Industrial & Commercial Bank of China, the country's largest commercial bank by assets, raised $22 billion from initial public offerings in October, including 46.64 billion yuan from selling shares in Shanghai. Bank of China Ltd., the country's second- largest commercial bank by assets, sold nearly 20 billion yuan of shares in a Shanghai offering in June.
Top of Range
China Life set a price range for the A-share offering, equivalent to 5.3 percent of its share capital, of 18.16 yuan to 18.88 yuan apiece. The final price for the stock was 22.9 percent below the record HK$24.35 closing price of China Life's Hong Kong-quoted H shares on Dec. 22, before a holiday break.
China Life's shares were HK$2.30, or 9.5 percent, higher at HK$26.65 at the midday break in Hong Kong.
The new, yuan-denominated shares will start trading in Shanghai by January 11 next year, most probably on Jan. 9, people involved in the sale said earlier.
China Galaxy Securities Co. and China International Capital Corp. arranged the share sale. Xu Xu, an official in the president's office of China Galaxy, Tracy Hu, a Beijing-based spokeswoman at CICC, and Cao Qingyang, a spokesman at China Life's headquarters in Beijing, declined to comment.
Sale Proceeds
The proceeds of the sale will bolster capital and may help fund acquisitions by China Life, which last month agreed to buy 20 percent of Guangdong Development Bank for 5.67 billion yuan.
Total life insurance premiums in China rose 11 percent to 379.8 billion yuan in the first 11 months of 2006 from a year earlier, according to the China Insurance Regulatory Commission.
China Life, which also has shares traded in New York, had 172.5 billion yuan of policy sales, according to the commission.
Ping An Insurance (Group), which has the second-biggest share of China's life insurance market, had 62.9 billion yuan of sales. The Shenzhen-based company, already listed in Hong Kong, also plans to sell shares in Shanghai.
January Debut
Investors drove China Life's H shares up 18 percent between Dec. 15, when the China Securities Regulatory Commission approved its domestic share sale, and Dec. 22. In 2003, the company sold shares at HK$3.625 before listing in Hong Kong and New York.
The stock may rise in its China debut, Dai Jie, an analyst at ABN Amro TEDA Fund Management Co. in Beijing, a joint venture of Dutch ABN Amro Holding that manages about $2.3 billion of assets in China, said yesterday.
``The A share IPO investors will for sure make money because of the higher H share price,'' Dai said.
Premium
Investors bid as much as 26.8 yuan for the shares when China Life tested investor appetite for the stock, according to a company statement, and some fund managers expect the new shares to surge past 30 yuan on the first day of trading.

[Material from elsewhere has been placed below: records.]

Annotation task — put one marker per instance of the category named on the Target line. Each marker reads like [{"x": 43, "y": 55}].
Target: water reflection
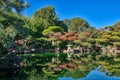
[{"x": 95, "y": 75}]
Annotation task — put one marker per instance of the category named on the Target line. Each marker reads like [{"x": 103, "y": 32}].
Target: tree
[
  {"x": 62, "y": 25},
  {"x": 51, "y": 30},
  {"x": 10, "y": 5},
  {"x": 47, "y": 16},
  {"x": 78, "y": 25}
]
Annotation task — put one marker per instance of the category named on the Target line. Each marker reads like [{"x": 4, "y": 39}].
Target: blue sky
[{"x": 97, "y": 13}]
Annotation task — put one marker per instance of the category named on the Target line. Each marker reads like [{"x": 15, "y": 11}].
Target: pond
[{"x": 94, "y": 75}]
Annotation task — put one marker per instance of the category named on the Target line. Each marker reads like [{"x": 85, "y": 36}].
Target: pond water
[{"x": 94, "y": 75}]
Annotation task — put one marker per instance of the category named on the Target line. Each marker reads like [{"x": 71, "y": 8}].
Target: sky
[{"x": 98, "y": 13}]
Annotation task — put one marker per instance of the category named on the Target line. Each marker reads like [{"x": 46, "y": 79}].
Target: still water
[{"x": 94, "y": 75}]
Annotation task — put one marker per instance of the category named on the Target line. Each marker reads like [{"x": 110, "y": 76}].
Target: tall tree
[
  {"x": 78, "y": 25},
  {"x": 47, "y": 16},
  {"x": 10, "y": 5}
]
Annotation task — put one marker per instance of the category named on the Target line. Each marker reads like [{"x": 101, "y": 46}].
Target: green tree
[
  {"x": 9, "y": 5},
  {"x": 78, "y": 25},
  {"x": 51, "y": 30},
  {"x": 47, "y": 16}
]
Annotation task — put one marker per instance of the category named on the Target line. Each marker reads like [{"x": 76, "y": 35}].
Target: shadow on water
[{"x": 94, "y": 75}]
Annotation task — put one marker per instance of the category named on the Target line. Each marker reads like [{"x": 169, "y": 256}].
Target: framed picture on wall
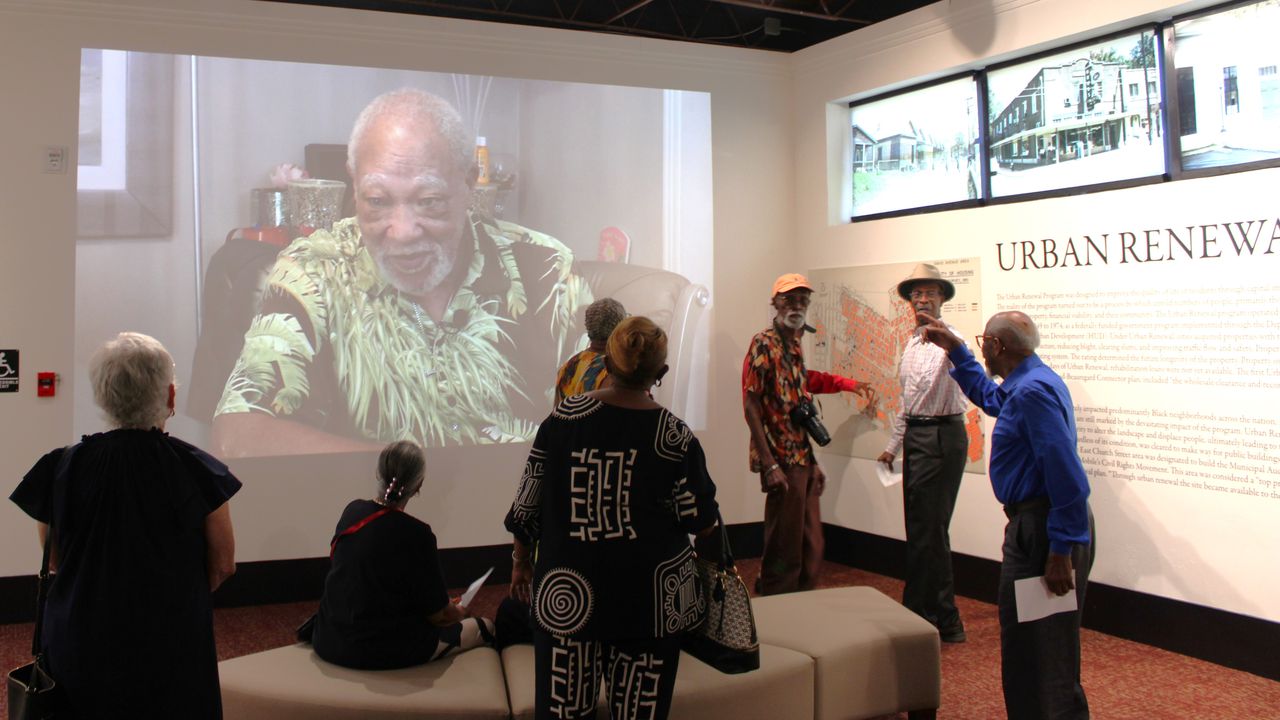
[
  {"x": 1086, "y": 115},
  {"x": 915, "y": 149},
  {"x": 1226, "y": 87}
]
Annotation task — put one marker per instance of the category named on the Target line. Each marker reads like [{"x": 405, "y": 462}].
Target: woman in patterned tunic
[{"x": 613, "y": 486}]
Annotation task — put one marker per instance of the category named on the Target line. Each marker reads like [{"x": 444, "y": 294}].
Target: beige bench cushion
[
  {"x": 872, "y": 656},
  {"x": 293, "y": 682},
  {"x": 782, "y": 688}
]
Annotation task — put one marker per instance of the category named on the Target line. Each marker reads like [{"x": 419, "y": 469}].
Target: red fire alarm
[{"x": 46, "y": 384}]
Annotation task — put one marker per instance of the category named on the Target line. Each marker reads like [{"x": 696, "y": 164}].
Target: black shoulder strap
[{"x": 64, "y": 464}]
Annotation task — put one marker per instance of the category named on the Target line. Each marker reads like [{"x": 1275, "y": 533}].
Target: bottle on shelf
[{"x": 481, "y": 160}]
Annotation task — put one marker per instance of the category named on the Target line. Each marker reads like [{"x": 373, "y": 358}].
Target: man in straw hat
[
  {"x": 775, "y": 382},
  {"x": 929, "y": 431}
]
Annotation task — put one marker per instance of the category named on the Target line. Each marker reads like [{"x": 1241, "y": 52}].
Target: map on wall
[{"x": 863, "y": 327}]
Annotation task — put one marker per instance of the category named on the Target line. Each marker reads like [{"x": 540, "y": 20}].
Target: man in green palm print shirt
[{"x": 416, "y": 319}]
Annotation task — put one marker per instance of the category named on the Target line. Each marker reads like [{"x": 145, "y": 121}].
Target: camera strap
[{"x": 786, "y": 360}]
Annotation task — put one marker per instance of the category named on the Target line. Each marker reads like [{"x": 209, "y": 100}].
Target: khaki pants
[{"x": 792, "y": 534}]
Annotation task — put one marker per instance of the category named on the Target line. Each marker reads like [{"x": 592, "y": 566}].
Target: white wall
[
  {"x": 1203, "y": 548},
  {"x": 284, "y": 513}
]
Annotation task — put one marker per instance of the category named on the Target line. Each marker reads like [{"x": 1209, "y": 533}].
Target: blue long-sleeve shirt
[{"x": 1033, "y": 443}]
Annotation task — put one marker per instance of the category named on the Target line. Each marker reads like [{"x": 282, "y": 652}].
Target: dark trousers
[
  {"x": 1041, "y": 660},
  {"x": 933, "y": 459},
  {"x": 792, "y": 534},
  {"x": 639, "y": 677}
]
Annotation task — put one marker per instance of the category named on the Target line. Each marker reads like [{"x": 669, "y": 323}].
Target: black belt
[
  {"x": 926, "y": 420},
  {"x": 1033, "y": 505}
]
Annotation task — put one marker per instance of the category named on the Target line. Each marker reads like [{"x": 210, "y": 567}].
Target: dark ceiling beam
[
  {"x": 627, "y": 12},
  {"x": 771, "y": 8},
  {"x": 444, "y": 8}
]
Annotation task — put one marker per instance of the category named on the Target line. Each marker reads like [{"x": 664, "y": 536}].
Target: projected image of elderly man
[
  {"x": 405, "y": 322},
  {"x": 1037, "y": 474}
]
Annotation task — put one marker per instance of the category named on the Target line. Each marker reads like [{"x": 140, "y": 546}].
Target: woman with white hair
[{"x": 141, "y": 536}]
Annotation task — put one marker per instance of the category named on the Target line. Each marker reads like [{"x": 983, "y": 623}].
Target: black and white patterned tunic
[{"x": 611, "y": 495}]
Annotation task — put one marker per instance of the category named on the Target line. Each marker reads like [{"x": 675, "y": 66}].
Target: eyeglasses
[
  {"x": 932, "y": 294},
  {"x": 984, "y": 338}
]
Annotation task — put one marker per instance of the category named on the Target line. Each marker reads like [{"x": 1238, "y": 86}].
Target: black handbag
[
  {"x": 726, "y": 638},
  {"x": 33, "y": 695}
]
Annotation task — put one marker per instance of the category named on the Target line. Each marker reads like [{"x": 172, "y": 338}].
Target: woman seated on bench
[{"x": 384, "y": 601}]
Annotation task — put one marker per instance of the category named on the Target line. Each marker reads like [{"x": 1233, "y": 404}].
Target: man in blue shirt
[{"x": 1037, "y": 474}]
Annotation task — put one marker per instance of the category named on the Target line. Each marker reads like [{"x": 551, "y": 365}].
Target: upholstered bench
[
  {"x": 291, "y": 682},
  {"x": 781, "y": 689},
  {"x": 835, "y": 654},
  {"x": 872, "y": 656}
]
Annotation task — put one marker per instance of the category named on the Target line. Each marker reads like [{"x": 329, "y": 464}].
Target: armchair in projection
[{"x": 670, "y": 300}]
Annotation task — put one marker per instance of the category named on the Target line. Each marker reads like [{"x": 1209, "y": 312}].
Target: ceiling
[{"x": 784, "y": 26}]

``China Life's A shares will, over the long run, trade at a premium to its H shares because of the scarcity of insurance stocks at home,'' BNP Paribas's Chen said. ``Domestic fund managers usually take a cue from their international peers in terms of stock selection and China Life has been a darling of international fund managers.''
Chen said she plans to upgrade her recommendation on the company, having issued a ``reduce'' recommendation on China Life on Oct. 26.